VIDEO: An Awkward Moment, As Karl Rove Objects To Fox's Ohio Call

Nov 7, 2012
Originally published on November 7, 2012 10:39 am

If you were plugged into the polls, odds are nothing really surprised you about last night.

That's why one of the most dramatic moments of night had to be when GOP strategist and major fundraiser Karl Rove threw a bomb in the middle of the Fox News broadcast.

Shortly after Fox News became one of the first to call Ohio for the president, Rove chastised its "decision desk."

"This is premature," Rove said, adding later that he'd be "very cautious about intruding in this process."

Here's the video; the awkwardness begins at around 3:51:

As NPR's David Folkenflik wrote earlier today, Fox News anchor Megyn Kelly tried hard to convince Rove that the network's analysts had found no plausible way for Romney to overcome his deficit.

David reports:

"Even as more results continued streaming in, Rove did it again. At 11:40 p.m., he was still at it — reciting county after county, "and then there are cats and dogs elsewhere that add up to another 120,000 votes." Kelly and Baier sought to provide a check but listened sagely to Rove, who is not just a chief political analyst for Fox and a columnist for its sibling newspaper, the Wall Street Journal, but also a leader of one of the major outside political committees spending tens of millions to defeat Obama and other Democrats.
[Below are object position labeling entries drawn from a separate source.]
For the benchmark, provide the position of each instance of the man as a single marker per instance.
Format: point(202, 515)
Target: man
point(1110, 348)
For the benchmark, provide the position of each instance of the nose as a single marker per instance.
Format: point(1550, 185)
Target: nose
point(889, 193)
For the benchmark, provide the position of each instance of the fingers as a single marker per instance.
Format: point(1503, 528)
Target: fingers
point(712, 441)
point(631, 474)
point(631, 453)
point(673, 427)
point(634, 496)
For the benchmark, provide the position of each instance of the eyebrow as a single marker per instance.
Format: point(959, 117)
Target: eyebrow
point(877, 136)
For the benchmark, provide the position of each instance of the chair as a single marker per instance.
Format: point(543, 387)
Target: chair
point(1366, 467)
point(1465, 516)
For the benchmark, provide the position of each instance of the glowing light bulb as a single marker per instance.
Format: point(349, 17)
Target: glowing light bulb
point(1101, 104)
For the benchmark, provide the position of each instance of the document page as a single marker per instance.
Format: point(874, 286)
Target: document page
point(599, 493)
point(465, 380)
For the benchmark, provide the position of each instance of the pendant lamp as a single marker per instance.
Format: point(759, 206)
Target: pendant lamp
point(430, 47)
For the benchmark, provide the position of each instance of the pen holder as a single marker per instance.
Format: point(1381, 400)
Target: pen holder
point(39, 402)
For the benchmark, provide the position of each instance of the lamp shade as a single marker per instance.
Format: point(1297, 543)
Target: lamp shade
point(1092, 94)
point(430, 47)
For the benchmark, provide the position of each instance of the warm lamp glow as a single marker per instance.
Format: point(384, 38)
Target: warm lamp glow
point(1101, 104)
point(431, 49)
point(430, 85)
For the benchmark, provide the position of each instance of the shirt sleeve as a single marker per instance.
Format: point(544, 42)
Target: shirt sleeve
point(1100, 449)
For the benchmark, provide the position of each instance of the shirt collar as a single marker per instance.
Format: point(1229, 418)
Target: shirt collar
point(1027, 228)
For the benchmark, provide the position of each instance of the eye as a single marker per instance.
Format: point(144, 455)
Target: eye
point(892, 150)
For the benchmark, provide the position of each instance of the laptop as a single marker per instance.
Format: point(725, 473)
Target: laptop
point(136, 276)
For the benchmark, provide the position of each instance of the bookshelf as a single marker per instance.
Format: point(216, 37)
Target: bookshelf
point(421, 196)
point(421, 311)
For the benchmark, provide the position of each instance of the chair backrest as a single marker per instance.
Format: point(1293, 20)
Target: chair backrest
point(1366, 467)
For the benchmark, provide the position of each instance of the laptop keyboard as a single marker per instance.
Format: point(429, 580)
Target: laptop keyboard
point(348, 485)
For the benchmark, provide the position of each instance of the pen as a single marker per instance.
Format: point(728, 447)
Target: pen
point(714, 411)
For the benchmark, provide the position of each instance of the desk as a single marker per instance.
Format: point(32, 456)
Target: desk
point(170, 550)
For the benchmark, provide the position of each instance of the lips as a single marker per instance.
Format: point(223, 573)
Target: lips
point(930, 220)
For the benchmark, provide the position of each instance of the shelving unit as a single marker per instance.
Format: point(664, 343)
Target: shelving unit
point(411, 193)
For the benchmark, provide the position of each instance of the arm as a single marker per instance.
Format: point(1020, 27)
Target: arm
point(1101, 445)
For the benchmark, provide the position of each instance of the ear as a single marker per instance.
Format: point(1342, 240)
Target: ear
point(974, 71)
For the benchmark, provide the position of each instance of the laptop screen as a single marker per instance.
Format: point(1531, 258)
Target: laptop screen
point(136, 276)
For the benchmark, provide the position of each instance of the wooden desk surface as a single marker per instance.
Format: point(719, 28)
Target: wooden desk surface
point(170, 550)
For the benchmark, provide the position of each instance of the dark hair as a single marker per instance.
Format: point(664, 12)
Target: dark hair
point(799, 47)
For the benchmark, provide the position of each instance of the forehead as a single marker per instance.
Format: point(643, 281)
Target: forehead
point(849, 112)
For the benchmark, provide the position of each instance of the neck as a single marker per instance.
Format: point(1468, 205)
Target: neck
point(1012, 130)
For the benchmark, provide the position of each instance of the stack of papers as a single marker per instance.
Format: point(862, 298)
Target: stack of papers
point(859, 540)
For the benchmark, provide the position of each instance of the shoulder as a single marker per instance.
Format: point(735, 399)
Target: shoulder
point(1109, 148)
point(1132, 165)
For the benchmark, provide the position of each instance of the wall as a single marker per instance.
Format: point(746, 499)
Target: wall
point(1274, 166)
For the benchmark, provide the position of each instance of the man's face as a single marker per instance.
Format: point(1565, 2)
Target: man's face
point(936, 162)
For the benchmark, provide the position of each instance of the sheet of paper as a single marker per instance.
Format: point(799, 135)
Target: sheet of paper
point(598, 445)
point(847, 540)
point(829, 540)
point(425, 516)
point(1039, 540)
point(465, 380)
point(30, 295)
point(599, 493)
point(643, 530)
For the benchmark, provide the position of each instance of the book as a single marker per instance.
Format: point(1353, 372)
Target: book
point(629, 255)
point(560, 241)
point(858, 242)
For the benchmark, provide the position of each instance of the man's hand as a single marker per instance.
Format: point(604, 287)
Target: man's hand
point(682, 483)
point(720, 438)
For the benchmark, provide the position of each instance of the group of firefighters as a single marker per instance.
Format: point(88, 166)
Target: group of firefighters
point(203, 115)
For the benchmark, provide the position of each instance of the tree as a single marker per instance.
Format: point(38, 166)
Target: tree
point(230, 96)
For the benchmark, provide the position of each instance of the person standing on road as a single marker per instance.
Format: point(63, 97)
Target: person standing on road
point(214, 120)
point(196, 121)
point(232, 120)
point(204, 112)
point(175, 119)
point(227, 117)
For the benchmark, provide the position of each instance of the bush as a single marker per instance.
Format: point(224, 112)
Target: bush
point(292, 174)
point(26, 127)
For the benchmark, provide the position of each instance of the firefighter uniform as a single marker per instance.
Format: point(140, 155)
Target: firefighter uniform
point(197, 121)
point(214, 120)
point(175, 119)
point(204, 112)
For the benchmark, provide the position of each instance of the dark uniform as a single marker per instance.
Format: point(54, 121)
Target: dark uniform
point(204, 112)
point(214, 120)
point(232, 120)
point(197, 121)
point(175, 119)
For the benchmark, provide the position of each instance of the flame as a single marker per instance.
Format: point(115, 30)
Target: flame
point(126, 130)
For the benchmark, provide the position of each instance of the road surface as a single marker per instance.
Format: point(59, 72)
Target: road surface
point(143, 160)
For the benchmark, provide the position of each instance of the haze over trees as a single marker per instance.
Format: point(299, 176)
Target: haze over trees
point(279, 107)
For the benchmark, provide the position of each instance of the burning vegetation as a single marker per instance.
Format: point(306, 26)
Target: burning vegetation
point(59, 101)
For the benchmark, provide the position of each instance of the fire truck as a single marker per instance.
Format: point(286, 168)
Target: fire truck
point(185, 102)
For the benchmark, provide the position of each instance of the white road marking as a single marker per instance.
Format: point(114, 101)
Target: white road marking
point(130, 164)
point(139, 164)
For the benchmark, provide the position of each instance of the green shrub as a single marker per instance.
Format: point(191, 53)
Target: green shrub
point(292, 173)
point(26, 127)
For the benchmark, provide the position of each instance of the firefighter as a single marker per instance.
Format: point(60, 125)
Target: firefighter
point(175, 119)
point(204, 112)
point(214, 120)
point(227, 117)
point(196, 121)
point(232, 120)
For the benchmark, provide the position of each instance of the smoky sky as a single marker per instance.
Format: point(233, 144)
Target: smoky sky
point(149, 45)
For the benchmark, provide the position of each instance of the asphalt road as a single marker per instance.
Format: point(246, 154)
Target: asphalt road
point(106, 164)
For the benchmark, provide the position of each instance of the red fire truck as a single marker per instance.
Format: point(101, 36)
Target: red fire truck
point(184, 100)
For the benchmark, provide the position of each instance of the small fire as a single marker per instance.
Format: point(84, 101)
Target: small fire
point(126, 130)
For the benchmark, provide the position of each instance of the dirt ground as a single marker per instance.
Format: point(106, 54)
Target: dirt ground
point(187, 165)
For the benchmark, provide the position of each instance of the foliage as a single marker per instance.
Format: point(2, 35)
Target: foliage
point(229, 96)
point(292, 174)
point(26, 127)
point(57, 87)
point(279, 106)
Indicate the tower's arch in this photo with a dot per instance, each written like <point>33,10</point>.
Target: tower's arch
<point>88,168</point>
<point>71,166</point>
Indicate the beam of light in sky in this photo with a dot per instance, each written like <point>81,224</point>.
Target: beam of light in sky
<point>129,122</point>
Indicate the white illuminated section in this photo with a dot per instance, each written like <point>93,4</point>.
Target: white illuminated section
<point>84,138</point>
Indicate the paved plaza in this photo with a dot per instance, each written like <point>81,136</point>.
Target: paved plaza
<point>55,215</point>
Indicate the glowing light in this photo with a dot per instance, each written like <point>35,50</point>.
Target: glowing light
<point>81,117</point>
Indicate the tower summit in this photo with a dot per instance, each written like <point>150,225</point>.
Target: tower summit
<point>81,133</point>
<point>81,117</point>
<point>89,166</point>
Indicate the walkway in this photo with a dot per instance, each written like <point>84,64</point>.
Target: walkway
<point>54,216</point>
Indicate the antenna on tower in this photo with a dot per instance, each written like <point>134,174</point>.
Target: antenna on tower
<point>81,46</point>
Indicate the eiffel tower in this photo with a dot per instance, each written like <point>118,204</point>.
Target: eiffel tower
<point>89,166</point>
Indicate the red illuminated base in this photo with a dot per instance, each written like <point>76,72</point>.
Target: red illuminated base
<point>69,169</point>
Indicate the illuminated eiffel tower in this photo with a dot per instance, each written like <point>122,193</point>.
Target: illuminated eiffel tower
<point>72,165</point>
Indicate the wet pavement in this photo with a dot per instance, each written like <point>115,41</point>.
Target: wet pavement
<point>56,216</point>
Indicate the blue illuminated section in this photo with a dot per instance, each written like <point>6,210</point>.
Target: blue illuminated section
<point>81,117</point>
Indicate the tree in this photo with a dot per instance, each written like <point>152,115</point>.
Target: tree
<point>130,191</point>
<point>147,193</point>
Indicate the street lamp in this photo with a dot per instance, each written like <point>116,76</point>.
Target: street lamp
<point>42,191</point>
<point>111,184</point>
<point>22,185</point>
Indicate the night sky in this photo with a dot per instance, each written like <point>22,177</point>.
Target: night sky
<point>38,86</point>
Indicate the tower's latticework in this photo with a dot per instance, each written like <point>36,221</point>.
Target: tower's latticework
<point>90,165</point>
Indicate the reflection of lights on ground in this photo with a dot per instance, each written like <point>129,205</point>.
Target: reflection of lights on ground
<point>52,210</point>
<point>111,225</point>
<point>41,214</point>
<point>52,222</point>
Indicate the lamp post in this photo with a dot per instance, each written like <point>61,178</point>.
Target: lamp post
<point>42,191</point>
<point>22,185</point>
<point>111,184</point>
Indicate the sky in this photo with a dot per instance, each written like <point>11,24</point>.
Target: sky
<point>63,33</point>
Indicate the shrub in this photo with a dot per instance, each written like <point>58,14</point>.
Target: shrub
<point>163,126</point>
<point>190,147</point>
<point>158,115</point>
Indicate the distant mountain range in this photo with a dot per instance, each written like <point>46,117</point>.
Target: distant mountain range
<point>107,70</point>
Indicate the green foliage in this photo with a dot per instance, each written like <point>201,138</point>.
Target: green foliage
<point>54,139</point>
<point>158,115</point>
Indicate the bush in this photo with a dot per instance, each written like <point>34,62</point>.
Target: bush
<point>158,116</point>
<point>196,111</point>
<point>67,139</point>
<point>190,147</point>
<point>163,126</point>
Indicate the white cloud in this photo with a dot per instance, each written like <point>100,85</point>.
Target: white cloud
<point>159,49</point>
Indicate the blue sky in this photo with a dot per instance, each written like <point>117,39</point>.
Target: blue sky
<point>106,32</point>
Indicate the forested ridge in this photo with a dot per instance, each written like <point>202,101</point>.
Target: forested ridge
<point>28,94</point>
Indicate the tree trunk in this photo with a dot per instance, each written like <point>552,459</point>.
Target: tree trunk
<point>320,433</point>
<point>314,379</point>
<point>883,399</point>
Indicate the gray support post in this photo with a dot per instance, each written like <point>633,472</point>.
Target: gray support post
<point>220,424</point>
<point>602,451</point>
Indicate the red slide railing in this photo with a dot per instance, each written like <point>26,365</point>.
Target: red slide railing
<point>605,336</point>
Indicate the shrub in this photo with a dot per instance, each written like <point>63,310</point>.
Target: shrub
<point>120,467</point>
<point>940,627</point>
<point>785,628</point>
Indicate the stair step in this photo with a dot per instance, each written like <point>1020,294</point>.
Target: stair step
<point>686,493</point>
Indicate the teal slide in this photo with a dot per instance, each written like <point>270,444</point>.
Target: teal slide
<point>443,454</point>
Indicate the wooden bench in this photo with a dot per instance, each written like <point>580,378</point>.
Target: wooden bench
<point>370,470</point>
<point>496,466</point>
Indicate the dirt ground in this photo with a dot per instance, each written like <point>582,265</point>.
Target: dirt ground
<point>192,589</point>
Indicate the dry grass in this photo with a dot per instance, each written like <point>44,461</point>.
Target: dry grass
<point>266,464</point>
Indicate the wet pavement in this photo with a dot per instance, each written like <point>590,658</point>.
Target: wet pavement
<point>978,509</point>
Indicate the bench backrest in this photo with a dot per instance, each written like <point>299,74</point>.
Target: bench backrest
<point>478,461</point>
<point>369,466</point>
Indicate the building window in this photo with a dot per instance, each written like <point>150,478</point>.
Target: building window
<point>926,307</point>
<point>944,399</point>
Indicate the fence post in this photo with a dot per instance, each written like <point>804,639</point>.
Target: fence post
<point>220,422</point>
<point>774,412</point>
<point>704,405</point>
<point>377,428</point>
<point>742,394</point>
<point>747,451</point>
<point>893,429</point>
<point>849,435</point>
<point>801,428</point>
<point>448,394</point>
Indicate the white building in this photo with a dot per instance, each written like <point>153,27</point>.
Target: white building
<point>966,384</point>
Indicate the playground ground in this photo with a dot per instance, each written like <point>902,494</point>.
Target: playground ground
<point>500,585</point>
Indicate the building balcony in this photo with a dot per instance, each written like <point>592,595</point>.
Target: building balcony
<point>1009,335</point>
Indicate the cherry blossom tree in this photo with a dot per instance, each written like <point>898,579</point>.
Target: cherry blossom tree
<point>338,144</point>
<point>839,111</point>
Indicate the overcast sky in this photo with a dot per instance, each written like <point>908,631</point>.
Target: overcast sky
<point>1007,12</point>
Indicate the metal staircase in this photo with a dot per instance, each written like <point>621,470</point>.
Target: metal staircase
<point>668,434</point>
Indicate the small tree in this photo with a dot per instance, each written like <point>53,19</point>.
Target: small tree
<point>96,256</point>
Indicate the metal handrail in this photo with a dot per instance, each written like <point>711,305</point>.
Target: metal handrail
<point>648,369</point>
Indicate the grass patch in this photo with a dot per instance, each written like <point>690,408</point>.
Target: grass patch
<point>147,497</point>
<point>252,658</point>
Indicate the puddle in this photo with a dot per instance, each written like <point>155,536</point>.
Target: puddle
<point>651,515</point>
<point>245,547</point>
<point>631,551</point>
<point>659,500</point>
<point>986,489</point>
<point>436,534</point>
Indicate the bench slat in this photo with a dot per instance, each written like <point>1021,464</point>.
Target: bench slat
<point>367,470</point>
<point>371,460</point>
"Having lost the argument — not to mention his call that predicted for Romney an edge over Obama in the electoral college of about 30 electoral college votes — Rove made clear that the president's victory carried little weight.

"'He has blown the last two years — he's played small ball,' Rove said around 12:40 a.m. Wednesday. 'This does not bode well for the future. ... He may have won the battle but lost the war.'"

Of course, one of the big questions that will be answered in the coming months is what will become of Rove's huge influence on GOP politics. Remember Rove is the man behind American Crossroads, the most influential and well-heeled super PAC on the Republican side. After his predictions didn't come true, will his big donors shy away from him? Or will he continue his decades of influence over the party?